|Image:NTUC FairPrice Facebook|
A delivery man posted pictures of rat traces in NTUC (Singapore equivalent of Sainsburys and Tesco). NTUC's first reaction was to threaten to sue the delivery man and to expose the delivery man's wrong doing - unrelated to rats in NTUC.
It is clear that NTUC was more defensive of its own reputation than explaining to customers how rats were able to bite into food products. Instead of coming clean with a bigger issue that could lead to lost of lives, NTUC decided to threaten the delivery man. One can assess that NTUC was more worried about defending their name than to address the problem at hand.
I think we need to rethink ethics in Singapore's business ecosystem. It is common sense to every Singaporean that NTUC's potential rat infestation is more important an issue than whether the delivery man stole some bread or not.

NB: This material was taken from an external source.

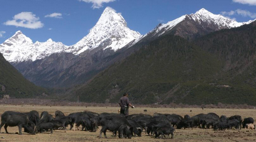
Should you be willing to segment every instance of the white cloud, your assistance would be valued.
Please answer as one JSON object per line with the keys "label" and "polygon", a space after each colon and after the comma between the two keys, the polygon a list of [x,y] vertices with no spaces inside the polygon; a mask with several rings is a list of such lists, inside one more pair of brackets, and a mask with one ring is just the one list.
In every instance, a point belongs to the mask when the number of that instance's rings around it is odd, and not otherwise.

Perhaps an MP should ask in Parliament if an investigation of NTUC's warehouses and stalls can take place to Ensure Singaporeans have safe access to food. We need to bring up the ethics of businesses in Singapore. I think we should get citizens to expose these firms and collectively teach them a lesson - the power of the public.
One way is for Singaporeans to go to NTUC and start taking pictures of rats infestation, cockroaches and such. If we are serious about taking matters into our own hands in democratic Singapore, we should consider this option.